I feel like I have a lesser degree of a savior complex. A savior complex is a state of mind where people feel the need to save other people. Some saviors go out of their way into bad situations to attempt to save someone. 

I find myself to do this quite a bit. 

Last night I figured out a little bit more why I hate drinking. I hate when people close to me drink and I'm not around because I feel like I can't protect them. When I'm around the drinking I'm usually more calm because I feel like if anything bad were to happen, I could prevent it. I'm not sure why I feel the need to keep people safe because it's their life, I just do. 

With college quickly approaching I need to face my fear of drinking. 

When I say "my fear" I don't mean that I'm afraid of doing it myself, I mean that I need to confront all the demons I associate with it. 

I've come to realize that alcohol is a fear of mine much like people are afraid of snakes, spiders, or heights. It isn't like a normal fear where I run away from it like a person might run away from a spider. Instead, this fear gets me very angry and i want to confront it. When I see drinking with those close to me I become a mix of three major, conflicting emotions. I become distraught, angry, and begin feeling physically ill. 

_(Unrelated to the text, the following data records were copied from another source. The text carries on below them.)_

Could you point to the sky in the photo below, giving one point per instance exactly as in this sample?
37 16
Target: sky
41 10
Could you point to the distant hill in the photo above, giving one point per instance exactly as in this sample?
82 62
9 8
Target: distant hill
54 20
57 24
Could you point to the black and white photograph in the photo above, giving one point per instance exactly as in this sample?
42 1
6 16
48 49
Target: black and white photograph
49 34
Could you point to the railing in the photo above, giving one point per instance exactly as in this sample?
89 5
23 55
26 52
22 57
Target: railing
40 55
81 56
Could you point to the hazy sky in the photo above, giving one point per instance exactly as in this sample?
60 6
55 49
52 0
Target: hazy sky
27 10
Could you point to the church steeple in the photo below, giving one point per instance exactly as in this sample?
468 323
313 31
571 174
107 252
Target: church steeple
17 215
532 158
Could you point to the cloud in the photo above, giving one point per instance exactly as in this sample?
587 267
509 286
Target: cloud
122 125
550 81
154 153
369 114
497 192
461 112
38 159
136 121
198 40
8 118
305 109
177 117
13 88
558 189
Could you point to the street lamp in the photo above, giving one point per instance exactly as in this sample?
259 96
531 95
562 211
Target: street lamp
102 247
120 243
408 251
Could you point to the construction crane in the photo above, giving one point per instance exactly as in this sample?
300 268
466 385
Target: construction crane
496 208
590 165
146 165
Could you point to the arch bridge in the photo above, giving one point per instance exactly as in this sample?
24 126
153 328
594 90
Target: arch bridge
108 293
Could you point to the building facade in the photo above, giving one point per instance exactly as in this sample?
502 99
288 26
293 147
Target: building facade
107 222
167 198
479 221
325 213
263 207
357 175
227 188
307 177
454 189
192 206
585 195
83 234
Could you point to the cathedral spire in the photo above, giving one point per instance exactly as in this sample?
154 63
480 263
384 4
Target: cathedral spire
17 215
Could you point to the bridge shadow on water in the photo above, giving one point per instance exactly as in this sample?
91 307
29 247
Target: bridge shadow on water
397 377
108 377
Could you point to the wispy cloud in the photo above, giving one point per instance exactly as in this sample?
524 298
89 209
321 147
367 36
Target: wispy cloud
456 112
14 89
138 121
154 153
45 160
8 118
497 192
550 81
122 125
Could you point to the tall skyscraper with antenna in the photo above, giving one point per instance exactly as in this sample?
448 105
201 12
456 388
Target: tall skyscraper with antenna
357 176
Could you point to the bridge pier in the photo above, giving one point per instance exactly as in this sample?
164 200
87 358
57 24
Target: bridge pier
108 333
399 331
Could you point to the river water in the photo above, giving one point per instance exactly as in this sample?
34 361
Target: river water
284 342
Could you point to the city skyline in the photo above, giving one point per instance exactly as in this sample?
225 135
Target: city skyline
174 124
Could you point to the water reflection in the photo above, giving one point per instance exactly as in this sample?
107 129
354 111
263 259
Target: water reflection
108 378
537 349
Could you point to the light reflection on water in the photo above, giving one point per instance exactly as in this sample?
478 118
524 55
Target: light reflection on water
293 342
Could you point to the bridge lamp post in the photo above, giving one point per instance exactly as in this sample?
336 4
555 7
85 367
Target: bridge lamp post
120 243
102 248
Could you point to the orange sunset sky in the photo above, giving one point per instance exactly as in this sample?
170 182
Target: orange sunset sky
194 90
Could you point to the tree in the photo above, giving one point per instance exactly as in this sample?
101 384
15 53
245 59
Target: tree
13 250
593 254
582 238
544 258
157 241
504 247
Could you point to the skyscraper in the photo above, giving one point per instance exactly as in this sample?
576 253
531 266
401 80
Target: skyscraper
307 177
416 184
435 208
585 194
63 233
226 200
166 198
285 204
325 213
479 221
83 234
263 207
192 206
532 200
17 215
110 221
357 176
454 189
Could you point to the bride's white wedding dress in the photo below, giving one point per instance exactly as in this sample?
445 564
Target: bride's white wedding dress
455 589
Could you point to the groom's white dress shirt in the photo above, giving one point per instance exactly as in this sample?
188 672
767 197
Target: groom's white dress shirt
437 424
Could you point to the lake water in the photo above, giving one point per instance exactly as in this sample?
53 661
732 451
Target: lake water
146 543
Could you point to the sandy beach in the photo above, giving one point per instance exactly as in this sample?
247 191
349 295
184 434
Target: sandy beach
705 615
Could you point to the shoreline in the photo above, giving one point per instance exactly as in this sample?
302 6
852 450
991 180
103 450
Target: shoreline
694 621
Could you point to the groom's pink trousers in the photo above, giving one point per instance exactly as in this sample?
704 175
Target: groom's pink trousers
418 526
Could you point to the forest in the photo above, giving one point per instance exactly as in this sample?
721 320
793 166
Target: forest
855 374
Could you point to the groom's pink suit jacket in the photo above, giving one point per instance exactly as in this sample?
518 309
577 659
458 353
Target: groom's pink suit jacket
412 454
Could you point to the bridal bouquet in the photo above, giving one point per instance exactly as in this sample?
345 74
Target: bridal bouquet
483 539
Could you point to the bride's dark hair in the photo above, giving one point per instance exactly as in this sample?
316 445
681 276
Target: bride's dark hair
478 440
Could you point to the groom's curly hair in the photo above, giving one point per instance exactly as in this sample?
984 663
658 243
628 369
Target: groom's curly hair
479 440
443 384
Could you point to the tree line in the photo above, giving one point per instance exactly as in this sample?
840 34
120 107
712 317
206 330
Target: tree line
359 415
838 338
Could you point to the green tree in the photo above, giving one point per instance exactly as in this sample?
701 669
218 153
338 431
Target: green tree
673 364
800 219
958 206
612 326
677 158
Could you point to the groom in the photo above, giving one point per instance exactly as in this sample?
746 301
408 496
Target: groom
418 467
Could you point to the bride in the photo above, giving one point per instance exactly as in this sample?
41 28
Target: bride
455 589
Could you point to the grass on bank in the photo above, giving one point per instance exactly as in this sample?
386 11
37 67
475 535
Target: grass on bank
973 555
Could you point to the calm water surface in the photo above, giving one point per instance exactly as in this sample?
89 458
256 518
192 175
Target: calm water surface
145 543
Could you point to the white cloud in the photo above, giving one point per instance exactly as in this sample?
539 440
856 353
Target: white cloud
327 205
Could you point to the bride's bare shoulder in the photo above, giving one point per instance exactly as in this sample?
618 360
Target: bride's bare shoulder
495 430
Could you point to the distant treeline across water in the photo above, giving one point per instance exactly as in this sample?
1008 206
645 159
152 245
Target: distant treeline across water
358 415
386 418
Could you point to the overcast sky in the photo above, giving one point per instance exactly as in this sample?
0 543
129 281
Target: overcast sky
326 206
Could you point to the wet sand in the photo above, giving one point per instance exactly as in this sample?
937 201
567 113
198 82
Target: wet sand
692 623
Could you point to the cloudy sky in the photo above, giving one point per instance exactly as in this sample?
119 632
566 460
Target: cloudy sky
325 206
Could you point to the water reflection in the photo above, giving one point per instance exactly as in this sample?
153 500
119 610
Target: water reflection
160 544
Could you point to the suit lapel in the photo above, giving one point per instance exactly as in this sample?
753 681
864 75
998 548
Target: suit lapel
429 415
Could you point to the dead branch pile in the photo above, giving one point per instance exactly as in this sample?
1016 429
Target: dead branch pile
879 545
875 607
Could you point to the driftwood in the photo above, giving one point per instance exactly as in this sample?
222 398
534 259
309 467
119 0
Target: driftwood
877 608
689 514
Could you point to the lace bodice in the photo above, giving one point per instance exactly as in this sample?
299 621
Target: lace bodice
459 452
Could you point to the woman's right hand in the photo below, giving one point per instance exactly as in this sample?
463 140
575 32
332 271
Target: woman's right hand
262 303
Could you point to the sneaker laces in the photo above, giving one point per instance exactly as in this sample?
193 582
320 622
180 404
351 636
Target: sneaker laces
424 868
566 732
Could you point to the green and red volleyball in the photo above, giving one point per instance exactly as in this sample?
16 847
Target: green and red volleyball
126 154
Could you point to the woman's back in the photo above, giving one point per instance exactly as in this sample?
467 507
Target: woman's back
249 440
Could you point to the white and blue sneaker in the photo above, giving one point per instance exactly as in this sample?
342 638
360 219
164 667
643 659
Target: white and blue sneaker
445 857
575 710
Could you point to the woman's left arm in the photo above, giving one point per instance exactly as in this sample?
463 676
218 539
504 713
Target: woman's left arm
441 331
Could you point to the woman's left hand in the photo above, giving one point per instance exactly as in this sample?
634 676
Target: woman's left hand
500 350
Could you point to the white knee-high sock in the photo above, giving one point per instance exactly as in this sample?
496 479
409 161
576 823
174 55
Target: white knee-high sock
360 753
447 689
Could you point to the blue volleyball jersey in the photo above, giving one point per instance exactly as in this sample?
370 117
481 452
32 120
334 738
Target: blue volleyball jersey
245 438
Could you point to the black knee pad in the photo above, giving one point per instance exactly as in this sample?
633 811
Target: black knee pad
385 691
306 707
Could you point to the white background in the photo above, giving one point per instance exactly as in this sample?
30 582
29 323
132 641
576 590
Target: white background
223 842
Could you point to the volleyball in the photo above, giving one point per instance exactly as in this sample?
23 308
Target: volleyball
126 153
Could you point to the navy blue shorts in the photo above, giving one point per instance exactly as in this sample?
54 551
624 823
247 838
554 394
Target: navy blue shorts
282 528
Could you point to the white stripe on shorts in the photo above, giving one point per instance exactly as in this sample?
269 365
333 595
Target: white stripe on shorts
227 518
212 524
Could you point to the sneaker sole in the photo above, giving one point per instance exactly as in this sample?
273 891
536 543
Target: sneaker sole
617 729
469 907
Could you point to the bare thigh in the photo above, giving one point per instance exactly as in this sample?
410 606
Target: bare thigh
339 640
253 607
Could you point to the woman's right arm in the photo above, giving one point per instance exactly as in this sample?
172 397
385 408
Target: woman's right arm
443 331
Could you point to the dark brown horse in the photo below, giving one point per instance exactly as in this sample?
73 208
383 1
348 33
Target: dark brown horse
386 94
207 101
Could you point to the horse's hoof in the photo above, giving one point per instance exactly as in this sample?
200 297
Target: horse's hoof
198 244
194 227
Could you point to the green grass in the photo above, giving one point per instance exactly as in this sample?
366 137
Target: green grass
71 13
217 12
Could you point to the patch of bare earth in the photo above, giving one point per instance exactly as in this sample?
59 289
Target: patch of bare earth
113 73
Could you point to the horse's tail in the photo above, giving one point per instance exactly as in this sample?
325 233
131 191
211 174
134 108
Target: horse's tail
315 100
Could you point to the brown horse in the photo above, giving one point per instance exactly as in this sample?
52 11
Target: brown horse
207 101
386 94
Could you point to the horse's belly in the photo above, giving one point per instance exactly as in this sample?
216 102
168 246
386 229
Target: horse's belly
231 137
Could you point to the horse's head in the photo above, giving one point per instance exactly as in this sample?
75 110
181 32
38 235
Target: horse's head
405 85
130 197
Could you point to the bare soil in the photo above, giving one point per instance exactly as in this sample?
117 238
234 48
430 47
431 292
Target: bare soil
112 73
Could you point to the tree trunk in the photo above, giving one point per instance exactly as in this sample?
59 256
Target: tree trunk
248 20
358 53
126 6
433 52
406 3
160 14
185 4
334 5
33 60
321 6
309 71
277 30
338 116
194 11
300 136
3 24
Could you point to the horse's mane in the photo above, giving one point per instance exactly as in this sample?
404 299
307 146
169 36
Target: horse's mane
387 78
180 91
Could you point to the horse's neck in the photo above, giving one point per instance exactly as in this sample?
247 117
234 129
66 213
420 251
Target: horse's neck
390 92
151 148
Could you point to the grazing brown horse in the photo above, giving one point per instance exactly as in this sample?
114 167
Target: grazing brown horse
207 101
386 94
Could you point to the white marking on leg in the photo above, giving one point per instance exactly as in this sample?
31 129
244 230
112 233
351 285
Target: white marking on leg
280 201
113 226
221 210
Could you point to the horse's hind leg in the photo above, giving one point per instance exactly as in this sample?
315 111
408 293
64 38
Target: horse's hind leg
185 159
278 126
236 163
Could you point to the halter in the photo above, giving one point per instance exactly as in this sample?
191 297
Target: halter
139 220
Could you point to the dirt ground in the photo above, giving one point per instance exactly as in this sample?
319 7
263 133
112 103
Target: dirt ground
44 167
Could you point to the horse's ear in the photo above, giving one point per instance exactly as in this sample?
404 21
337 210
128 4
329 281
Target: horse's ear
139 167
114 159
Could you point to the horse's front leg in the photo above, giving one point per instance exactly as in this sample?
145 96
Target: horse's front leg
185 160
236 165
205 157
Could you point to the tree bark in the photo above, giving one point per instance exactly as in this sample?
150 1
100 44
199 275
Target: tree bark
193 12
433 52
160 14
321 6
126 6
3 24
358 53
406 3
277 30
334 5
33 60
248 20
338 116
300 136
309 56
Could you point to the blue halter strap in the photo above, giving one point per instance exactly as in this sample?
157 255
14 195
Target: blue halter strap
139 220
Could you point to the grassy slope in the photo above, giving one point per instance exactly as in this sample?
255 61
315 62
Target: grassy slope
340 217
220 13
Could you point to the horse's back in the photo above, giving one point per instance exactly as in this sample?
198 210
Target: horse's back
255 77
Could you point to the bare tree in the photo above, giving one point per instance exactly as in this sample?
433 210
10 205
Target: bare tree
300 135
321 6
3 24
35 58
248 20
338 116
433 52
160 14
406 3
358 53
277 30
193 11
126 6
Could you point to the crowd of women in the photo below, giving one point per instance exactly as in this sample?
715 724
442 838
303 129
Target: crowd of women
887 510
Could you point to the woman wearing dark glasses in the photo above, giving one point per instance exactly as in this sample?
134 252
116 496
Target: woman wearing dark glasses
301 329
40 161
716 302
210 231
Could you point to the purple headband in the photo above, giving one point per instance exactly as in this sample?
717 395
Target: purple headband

Sooner or later I have to realize that it's an irrational fear. 

It's just hard to explain to anyone exactly how I feel when they've never seen what I've seen.

One image that sticks in my mind comes from a time my Dad was at rock bottom. 

I remember walking into the kitchen and watching my mom pour all the alcohol down the sink just so my Dad couldn't get to it. 

I'll face my fear like I've faced all my other ones...in time.